While it was always impossible to tell who got the biggest shock -- green tree frog, child, parents or neighbors -- it was never hard to tell who screamed the loudest.
The green tree frog let out a crackling shriek like a string of tom-thumbs going off
- Unexpected and ear-splitting was the screech that whatever had constituted the purpose of the visit was gladly aborted in favor of a soul-restoring nip of brandy administered by a sympathetic mum back in the kitchen. It's a wonder we weren't alcoholics before puberty!
But black nights were quickly used for black comedy when uninitiated dinner guests were compelled to visit the lean-to.
For this dubious cause, brotherly talents were combined to grab an old dependable green tree frog from in or near the letter-box and plant him inside the outhouse. This way, if a visitor's hand wasn't ravaged by the black hen which nested in the sawdust-box, the hand inevitably fingered the green tree frog lying camouflaged in the soft green apple papers nailed to one of the throne-room noggings.
It is an ironic twist of homeopathic proportions, that the high blood pressure generated by these loo-lurking detonators was later to be medically controlled by a substance called caerulein, which was isolated from the protective slime on the back of the green tree frog. However, anything other than small, medically supervised doses of caerulein can do such unspeakably horrendous things to the human gut wall and gall bladder that green garnishes of frogskin are a definite no-no in Aussie camp-fire cuisine and are side-stepped by all bush cooks happy to be pink and not green around the gills.
With the demise of domestic tanks and backyard dunnies the future became grim for these slimy springers. But against swamp reclamation, insecticides and the aggressive competition of introduced cane-toads, the future of the green tree frog species on the domestic urban scene is decidedly bleak.
This prognosis may actually please the faint-hearted, whose appreciation of green skin and webbed feet begins and ends with the Muppets. But to others, who as youngsters fell asleep to the sound of a friendly old grandpa frog going "gar-ork, gar-ork" outside in the meter-box, no amount of felt puppets or television can replace a quality of life that is slipping through our fingers as quickly as a handful of tadpoles.

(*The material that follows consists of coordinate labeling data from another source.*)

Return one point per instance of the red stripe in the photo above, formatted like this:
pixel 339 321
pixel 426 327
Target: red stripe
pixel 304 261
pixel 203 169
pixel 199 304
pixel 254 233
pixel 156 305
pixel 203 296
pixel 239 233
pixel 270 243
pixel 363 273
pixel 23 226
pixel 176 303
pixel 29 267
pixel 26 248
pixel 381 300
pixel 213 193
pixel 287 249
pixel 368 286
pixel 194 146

Not too long after the Point Lookout Hotel was built, a large amphibious party of freeloaders decided to try out 20th century technology and sprung into the flash new septic ablution block. Here the frogs chose to camp out of sight inside the shiny new pedestals, tucking themselves in under the flushing lip, just below the seat.
Like sticky green sandbags, their clogging effect not only gummed up the hydrodynamics of the ultra-fashionable flush. But when suspicious guests gazed into the abnormally churning maelstrom, what they beheld either sent them packing or looking for a doctor, depending on what they'd been drinking for lunch.
The poor frogs who had been born and bred in the backwaters of swamps and rainwater tanks thought that every flushing cascade was a fresh summer downpour and cause enough to clamber out and go a-wooing. So many guest preoccupied with lid closing came close to a coronary when old Jeremy Fisher, or one of his offspringers, spread their glutinous digits over the seat and hoisted themselves up out of the porcelain like the creature from the Black Lagoon coming up for air.
The green tree frog eventually moved on to less disruptive pastures and their grand plans to leap along with modern technology unfortunately amounted to no more than a flash in the pan.